The bill’s premise is basically hypothetical. We are not talking about a bill which is going to advance the cause of delivering better health services and more health service professionals to rural and regional Australia. I find that extraordinarily disappointing in a government that claims to know about social inclusion and giving everybody a fair go.
The best thing that ever happened in my part of the world was the coalition’s introduction of departments of rural health and clinical schools and the funding provided to universities so that students in their final years of medical training could live and work in rural communities, and experience the life and the culture with the hopeful view that they might fall in love with life beyond the cities and stay there. The department of rural health and clinical school in Shepparton together with the University of Melbourne has been extraordinarily successful.
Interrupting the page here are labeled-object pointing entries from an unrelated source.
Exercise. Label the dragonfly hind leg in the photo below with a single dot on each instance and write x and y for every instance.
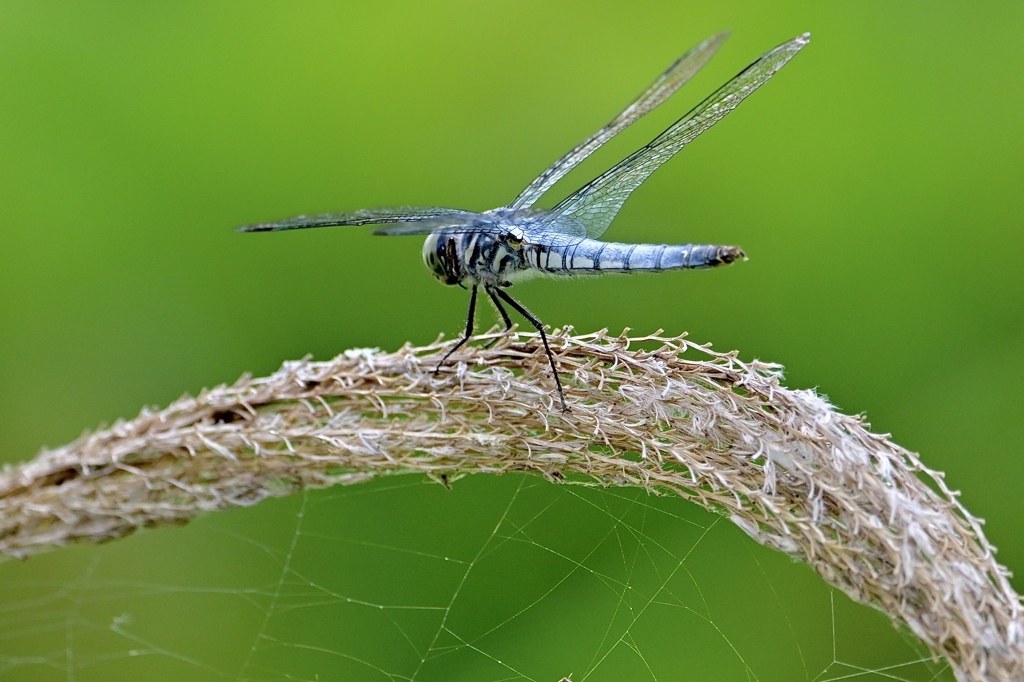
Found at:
(501, 311)
(466, 336)
(518, 307)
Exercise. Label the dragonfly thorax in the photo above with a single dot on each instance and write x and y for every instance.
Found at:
(491, 257)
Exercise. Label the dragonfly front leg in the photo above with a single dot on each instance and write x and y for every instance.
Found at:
(501, 311)
(544, 337)
(467, 335)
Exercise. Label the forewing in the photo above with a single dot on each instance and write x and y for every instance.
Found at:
(596, 204)
(400, 214)
(464, 222)
(680, 72)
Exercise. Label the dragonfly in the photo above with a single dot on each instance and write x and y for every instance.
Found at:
(493, 250)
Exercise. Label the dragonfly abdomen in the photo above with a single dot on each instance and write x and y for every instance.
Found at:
(597, 257)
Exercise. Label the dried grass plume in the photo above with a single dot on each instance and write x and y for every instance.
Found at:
(658, 413)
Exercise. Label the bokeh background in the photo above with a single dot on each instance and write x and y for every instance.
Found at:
(875, 183)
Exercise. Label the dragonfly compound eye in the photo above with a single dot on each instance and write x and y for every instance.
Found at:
(440, 255)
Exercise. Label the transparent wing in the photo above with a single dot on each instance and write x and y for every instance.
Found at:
(460, 222)
(680, 72)
(365, 217)
(596, 204)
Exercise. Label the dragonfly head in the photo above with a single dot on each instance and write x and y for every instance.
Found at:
(440, 255)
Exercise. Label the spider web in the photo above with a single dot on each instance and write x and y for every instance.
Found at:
(500, 578)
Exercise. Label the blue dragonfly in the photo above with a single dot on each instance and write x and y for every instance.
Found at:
(495, 249)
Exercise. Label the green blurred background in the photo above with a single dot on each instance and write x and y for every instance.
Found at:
(875, 183)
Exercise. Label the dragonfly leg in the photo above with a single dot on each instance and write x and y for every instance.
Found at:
(501, 311)
(544, 337)
(467, 335)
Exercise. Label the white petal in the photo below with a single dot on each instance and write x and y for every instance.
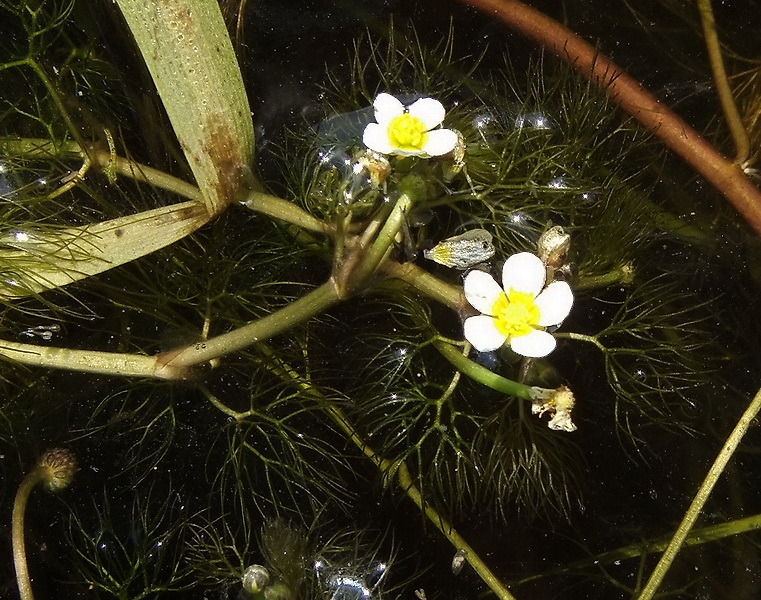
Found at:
(375, 137)
(524, 272)
(482, 291)
(535, 345)
(440, 141)
(429, 111)
(483, 334)
(554, 303)
(387, 108)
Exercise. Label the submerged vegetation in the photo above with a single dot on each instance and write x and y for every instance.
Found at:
(433, 317)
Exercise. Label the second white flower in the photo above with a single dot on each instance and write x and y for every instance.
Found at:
(519, 311)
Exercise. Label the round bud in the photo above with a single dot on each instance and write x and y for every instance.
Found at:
(59, 466)
(255, 579)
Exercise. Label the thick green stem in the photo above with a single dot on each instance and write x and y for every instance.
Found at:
(693, 512)
(378, 250)
(17, 531)
(87, 361)
(728, 105)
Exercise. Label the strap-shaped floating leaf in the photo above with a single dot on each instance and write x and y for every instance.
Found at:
(37, 261)
(190, 57)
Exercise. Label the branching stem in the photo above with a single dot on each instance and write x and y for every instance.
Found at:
(728, 104)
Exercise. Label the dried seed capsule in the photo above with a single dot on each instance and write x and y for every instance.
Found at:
(553, 247)
(458, 562)
(463, 251)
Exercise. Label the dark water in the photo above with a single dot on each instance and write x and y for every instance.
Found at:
(172, 494)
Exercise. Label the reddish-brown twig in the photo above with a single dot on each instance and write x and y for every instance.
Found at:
(628, 93)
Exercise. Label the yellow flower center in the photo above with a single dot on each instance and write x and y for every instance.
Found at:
(407, 133)
(515, 314)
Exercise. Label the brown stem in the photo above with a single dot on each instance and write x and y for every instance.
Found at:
(631, 96)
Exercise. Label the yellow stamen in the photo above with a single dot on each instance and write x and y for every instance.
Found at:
(516, 314)
(407, 133)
Medical students at the Shepparton campus who are about to graduate experience higher outcomes in their academic results than those who remain in Parkville, and the students who go to the Wangaratta, Ballarat and Bendigo campuses are not far behind them. Therefore, we hope this government will look at those sorts of initiatives rather than the nonsense of simply playing games with the states over their GST funding. The issues are too important. I have already provided the data to the chamber about the differences in the mortality and morbidity rates between metropolitan and rural Australia. Those are real statistics. If you are born beyond the tram tracks and beyond where the government focuses its attention, it is not fair to expect a shorter life and a life with higher rates of chronic disease and disability.
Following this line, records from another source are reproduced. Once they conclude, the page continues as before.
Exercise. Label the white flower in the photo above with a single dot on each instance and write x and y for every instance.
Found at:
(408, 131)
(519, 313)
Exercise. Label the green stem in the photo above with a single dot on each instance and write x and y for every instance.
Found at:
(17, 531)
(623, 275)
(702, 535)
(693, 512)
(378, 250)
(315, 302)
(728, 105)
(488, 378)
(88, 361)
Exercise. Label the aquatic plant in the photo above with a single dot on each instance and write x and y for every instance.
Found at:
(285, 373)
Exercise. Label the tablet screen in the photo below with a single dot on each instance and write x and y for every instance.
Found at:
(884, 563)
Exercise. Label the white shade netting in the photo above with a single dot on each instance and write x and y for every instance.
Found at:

My electorate has two large hospitals—Echuca and Shepparton. The one in Shepparton is called Goulburn Valley Health and Echuca is called Echuca Regional Health. Both of those hospitals urgently need an injection of capital. We have had no commitment from the Brumby government to put any additional funding into either of those hospitals. However, we have had a commitment from the state coalition in regard to the Echuca hospital. This government should be looking into issues like that. The Echuca hospital, for example, has not had any major upgrades since 1962. People going into the wards at that hospital in winter have to take their own heaters. It is an absurd almost Third World situation to ask patients to take heaters to hospital so they can be warm in their ward. Women in labour have to compete for bathrooms with those attending the accident and emergency department. Goulburn Valley Health’s accident and emergency department has the second longest waiting period in Victoria. It has the highest number of people who turn away in despair because they cannot get access to a doctor when they have presented with an emergency. This bill is not a bill which any government should be proud of and the coalition will certainly attempt to amend it.
Debate (on motion by Dr Mike Kelly) adjourned.